15 diciembre, 2014

Vademécum del buen conferenciante. III. Contenidos

(Primera parte, aquí; segunda, aquí)



   Acabemos con esta pequeña serie y vamos con lo que más debe importar, los contenidos de la conferencia, lo que al público se le va a contar y cómo.
                1. Ellos no son tontos.
      El público puede ser muy variado, según los casos y las ocasiones, pero, sea del tipo que sea, el público casi nunca se compone de puros indocumentados. Eso es obvio, claro que sí, pero hay mucho conferenciante que toma a sus oyentes por tontos.
   Adaptar el guion, el tono y los contenidos a la índole intelectual y la especialidad del público es criterio claro para cualquier conferenciante que se precie.

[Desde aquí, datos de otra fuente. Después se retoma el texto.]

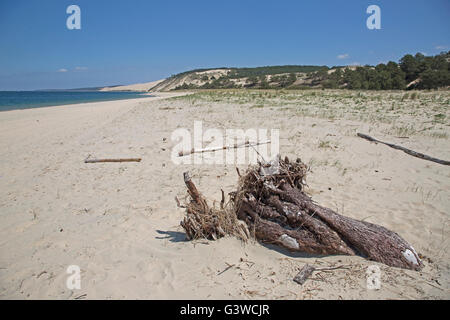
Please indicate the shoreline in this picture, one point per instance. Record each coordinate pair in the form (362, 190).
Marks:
(120, 224)
(151, 97)
(69, 103)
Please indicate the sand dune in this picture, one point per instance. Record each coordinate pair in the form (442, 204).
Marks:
(119, 221)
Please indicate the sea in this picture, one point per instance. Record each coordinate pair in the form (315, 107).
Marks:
(12, 100)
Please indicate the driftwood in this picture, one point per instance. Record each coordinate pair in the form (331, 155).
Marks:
(276, 210)
(408, 151)
(213, 149)
(304, 274)
(88, 160)
(202, 221)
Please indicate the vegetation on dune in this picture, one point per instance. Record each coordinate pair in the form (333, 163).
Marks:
(412, 72)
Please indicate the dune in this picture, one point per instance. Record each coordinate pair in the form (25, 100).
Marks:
(119, 222)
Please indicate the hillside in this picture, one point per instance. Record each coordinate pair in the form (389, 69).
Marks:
(412, 72)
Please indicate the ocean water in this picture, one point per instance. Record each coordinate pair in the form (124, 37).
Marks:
(11, 100)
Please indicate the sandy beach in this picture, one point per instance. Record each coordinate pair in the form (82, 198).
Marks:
(119, 222)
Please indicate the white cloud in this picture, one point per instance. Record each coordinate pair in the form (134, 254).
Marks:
(343, 56)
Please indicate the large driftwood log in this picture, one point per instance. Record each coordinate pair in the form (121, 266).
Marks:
(271, 201)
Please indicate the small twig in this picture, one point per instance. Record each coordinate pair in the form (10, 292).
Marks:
(226, 269)
(87, 160)
(408, 151)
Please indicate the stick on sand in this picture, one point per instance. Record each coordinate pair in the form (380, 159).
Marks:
(235, 146)
(87, 160)
(408, 151)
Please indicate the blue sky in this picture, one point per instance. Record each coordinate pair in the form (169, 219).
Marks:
(122, 42)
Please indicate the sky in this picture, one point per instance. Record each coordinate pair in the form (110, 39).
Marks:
(124, 42)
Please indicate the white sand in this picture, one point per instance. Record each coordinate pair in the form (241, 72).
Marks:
(119, 221)
(134, 87)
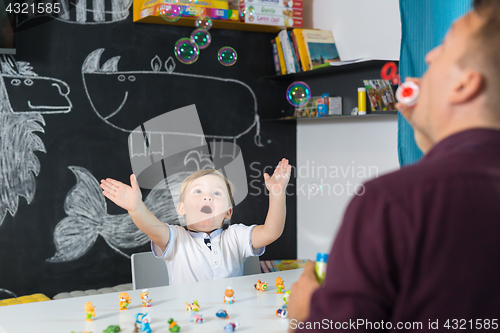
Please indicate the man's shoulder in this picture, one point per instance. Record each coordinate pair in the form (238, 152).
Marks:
(409, 177)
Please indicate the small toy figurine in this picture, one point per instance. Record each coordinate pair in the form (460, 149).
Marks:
(260, 285)
(193, 306)
(112, 329)
(229, 296)
(146, 302)
(222, 314)
(286, 296)
(231, 327)
(142, 321)
(146, 319)
(124, 301)
(282, 313)
(196, 317)
(280, 285)
(138, 321)
(89, 311)
(173, 326)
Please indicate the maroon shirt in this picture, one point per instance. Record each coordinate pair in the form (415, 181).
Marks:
(421, 245)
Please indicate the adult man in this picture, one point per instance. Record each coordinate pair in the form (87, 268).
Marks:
(420, 250)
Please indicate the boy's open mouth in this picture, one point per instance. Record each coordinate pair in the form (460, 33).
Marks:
(206, 209)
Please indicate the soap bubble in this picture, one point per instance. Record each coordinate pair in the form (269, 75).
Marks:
(171, 13)
(203, 22)
(298, 93)
(186, 51)
(227, 56)
(201, 37)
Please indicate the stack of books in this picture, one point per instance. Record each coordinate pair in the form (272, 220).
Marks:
(286, 13)
(301, 50)
(215, 9)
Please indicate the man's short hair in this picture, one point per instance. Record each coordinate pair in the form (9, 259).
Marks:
(201, 173)
(485, 48)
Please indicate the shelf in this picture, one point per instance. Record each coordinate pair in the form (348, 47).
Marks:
(345, 116)
(216, 24)
(329, 70)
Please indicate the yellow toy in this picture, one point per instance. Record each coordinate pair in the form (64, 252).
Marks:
(146, 302)
(280, 285)
(193, 306)
(260, 285)
(89, 311)
(124, 301)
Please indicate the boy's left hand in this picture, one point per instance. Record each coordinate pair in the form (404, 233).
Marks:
(276, 184)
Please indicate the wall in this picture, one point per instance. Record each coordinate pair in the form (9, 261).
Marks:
(337, 155)
(362, 28)
(345, 145)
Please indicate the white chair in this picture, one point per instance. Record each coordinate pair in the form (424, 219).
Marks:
(149, 271)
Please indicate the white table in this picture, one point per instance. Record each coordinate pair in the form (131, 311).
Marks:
(254, 310)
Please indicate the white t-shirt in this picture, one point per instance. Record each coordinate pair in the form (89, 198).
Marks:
(189, 259)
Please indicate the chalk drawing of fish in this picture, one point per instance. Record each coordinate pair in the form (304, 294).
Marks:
(87, 217)
(24, 98)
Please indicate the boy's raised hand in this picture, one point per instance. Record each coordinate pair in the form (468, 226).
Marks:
(276, 183)
(127, 197)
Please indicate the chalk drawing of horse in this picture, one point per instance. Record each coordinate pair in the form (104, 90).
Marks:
(121, 103)
(24, 98)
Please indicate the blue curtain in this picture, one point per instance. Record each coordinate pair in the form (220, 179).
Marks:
(424, 24)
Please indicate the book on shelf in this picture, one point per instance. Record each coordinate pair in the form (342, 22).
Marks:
(287, 52)
(281, 56)
(321, 48)
(301, 48)
(295, 51)
(276, 58)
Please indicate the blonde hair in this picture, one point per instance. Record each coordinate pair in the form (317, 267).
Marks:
(198, 174)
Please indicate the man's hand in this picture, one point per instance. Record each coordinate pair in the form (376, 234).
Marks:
(301, 292)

A un auditorio de estudiantes más bien novatos no les plantee una charla propia de una audiencia de expertos que están a la última, y si son expertos muy cualificados los que le escuchan, no los trate cual alumnos primerizos. Pero, ante todo, respete a los que tienen el detalle de sentarse a oír.
   La sutil o descarada falta de respeto puede acontecer de diversas maneras. Una, muy evidente, es dedicarse más que nada a hablar de uno mismo y a glosar la propia figura y los méritos que adornan al que perora. Si lo va a hacer de esa guisa, sea honesto al poner el título, titule la conferencia “Yo y todo lo que valgo”, o cosa por el estilo. Cierto que puede el expositor ser una gran autoridad o una persona con una biografía apasionante. Cuando ése sea el caso, pase. Pero raramente lo es. Lo más común es que quien diserta no sea más que un profesor más o menos del montón, y entonces es de básica educación mostrarse agradecido y que tal disposición de ánimo se exprese en el propósito de hablar de algo serio y en no dedicarse al autobombo del Narciso despendolado.
   El hábil conferenciante parte de un par de suposiciones dictadas por la prudencia, la de que entre el público es posible que haya alguno que sepa de la cuestión tratada tanto o más que él y la de que es probable que la mayoría no tenga ni idea de casi nada. Lo primero invita a no dárselas de demasiado listo y lo segundo llama a no ponerse más exquisito de la cuenta.
   A los asistentes se les puede sutilmente herir de dos maneras opuestas. Una, haciendo como si se les tomara por bobos y empecinados ignorantes, y la otra, poniendo muy en evidencia que no saben tanto como aquel al que escuchan. Así que lo más recomendable es adoptar la actitud del que trata de entenderse con iguales, lo que implica descontar tanto por abajo como por arriba: ni ser tan erudito y oscuro como para que no me entienda casi nadie, ni ser tan elemental como para que se aburran los que algo informados están.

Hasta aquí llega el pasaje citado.